My cheek hurts. Why does my cheek hurt? I try to lift my finger, that feels heavier than usual, but its clamped down.

Is kipp biting my finger again?

My legs wiggle, an attempt to get a feel on what I'm lying on. This doesn't feel like Dalaric.

Muffled voices in the background irregularly zone into my hearing.

"When can she be released?" That doesn't sound like Dalaric.

"We're not sure yet, the wound will need some healing so a few days or so, depending on how fast she recovers."

Recover? Wound?

And suddenly, it's only then the memories come back to me. They don't come back gradually, like the slow bike rides dada and I used to take to the park.

No, they come back so sharply, so painfully that I groan, my eyes opening with a stinging pain.

It hits me, like a train derailed at high speeds, and a sob escapes my lips.

Mama. The police. Rafael. Dalaric.

Dalaric.

My vision unclogs and I look around frantically, my throat feeling choked by a name I want to call out. Two hands grab my shoulders, slightly warm and comforting but not as comforting as the hands I desperately want in my own.

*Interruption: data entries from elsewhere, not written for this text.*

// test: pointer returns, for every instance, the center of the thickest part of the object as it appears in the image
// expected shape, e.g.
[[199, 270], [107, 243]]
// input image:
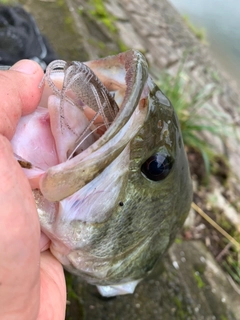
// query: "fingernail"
[[25, 66]]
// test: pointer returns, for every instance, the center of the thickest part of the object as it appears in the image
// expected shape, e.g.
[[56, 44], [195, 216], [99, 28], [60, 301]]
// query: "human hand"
[[32, 284]]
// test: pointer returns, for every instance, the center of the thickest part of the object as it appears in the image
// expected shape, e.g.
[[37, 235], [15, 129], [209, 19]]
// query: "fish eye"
[[157, 167]]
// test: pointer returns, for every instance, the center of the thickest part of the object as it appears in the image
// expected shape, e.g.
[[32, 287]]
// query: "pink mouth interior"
[[43, 140]]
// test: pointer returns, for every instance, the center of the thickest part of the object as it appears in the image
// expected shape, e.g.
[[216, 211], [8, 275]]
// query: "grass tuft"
[[196, 115]]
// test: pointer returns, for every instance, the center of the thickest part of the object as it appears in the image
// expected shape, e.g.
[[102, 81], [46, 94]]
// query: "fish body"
[[112, 183]]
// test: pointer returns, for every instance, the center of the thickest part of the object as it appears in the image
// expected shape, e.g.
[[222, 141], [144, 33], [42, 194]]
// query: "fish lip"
[[54, 183]]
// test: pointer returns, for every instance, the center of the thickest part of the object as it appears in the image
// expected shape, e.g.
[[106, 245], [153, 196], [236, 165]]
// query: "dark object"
[[20, 38]]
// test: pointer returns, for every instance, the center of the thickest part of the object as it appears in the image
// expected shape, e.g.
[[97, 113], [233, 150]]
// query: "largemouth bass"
[[104, 155]]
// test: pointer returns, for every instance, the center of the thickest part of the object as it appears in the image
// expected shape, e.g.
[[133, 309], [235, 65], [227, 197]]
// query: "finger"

"Hey, hey, hey...breathe, munchkin. Breathe, c'mon." I listen to their orders, taking deep breaths as my mind tries to sequence the events that brought me here.

In a hospital.

I don't realize how much I'm panicking until I stop. Fatima pulls me into her arms and rubs my back, whispering sweet nothings into my ear.

"W-wher-where's mama?"

She hands me a glass of water which I gulp down greedily, my eyes finally taking in the plain, gray hospital room.

It's small and compact, with an IV monitor perched next to me and a flower vase next to the door which is painted a light blue.

"How about you just take some rest, alright? I'll be back in-"

"Where's mama?"

My voice comes out as a pathetic whisper, the pain on my cheek amplifying as I say it.